Hadi iletişimciler, benden size bir kıyak. İşte size bedavadan ödev konusu: Ulusal TV kanalllarında yayınlanan Ana Haber kuşaklarında geçtiğimiz yıl kaç kere yer almış Adapazarı? Neyle? Ben bir tanesini söyleyeyim, diğerlerini siz derleyip toparlayın. Hırsız, ama nitelikli, cesaretli, uzman olanından. Bankaya girdi. İçerdekileri dışarı çıkardı tek tek. Bankayı soydu. Bir de güzelcene kilitledi bankayı. Hem de içerden. Bu eğlenceli olanı, öbürleri içinde bir tane olumlu olanı var mı, araştırın bakalım.
Alt kadrolarını zaten hesaba katmıyorum da, kafa, tepe, üst yönetimden, dünyada ne olup bittiği hakkında beş dakika bir yere bakmadan konuşup özetleyecek kaç kişi çıkar Adapazarı’nda.
Okumazlar. Bilmezler. Hep küçük kavgalar, küçük, siyasetler. Dostlukları da küçüktür, saygıları da, sevgileri de. Azıcık üstlerine git, “Şerefsiz”i yapıştırırlar. Dünyaya, en fazla Serdivan tepesi yüksekliğinden bakanlardan Everest’ten bakanların uzak görüşünü beklemiyoruz elbette ama gururları da oturdukları tepelerle mütenasip olsun istiyoruz.

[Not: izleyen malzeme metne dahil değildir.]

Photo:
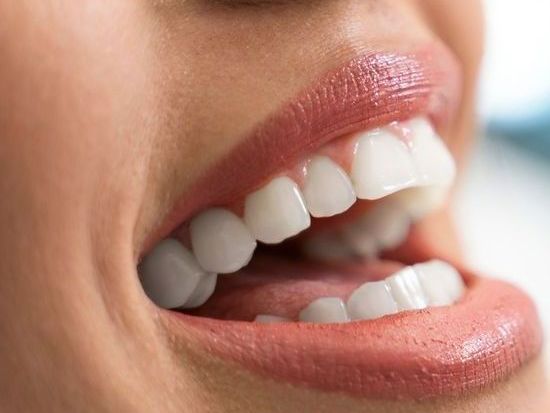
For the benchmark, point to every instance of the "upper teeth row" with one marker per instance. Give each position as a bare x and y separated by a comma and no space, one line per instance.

Kendinizi kandırmayın. Başbakanın eteğinin altında siyaset yapmak, yaşadığınız şehri büyükşehir yapmaya yetmez. Muhalefetin de sizden farkının olmadığı ortada. Yumurta tavuk, tavuk yumurta. Ulusalcı gazetecilere kızar köpürür, rahatlarsınız. Şehir çürüyor ama. Bunun hesabını da er ya da geç sizden soracak bu şehir. İti öldürene sürütürler çünkü. Buralar hep bizim, hep de bizim kalacak diye böbürlenenler, bunu da bir düşünsünler derim. Cenaze sizin. Yok yok, tabuttaki sizsiniz.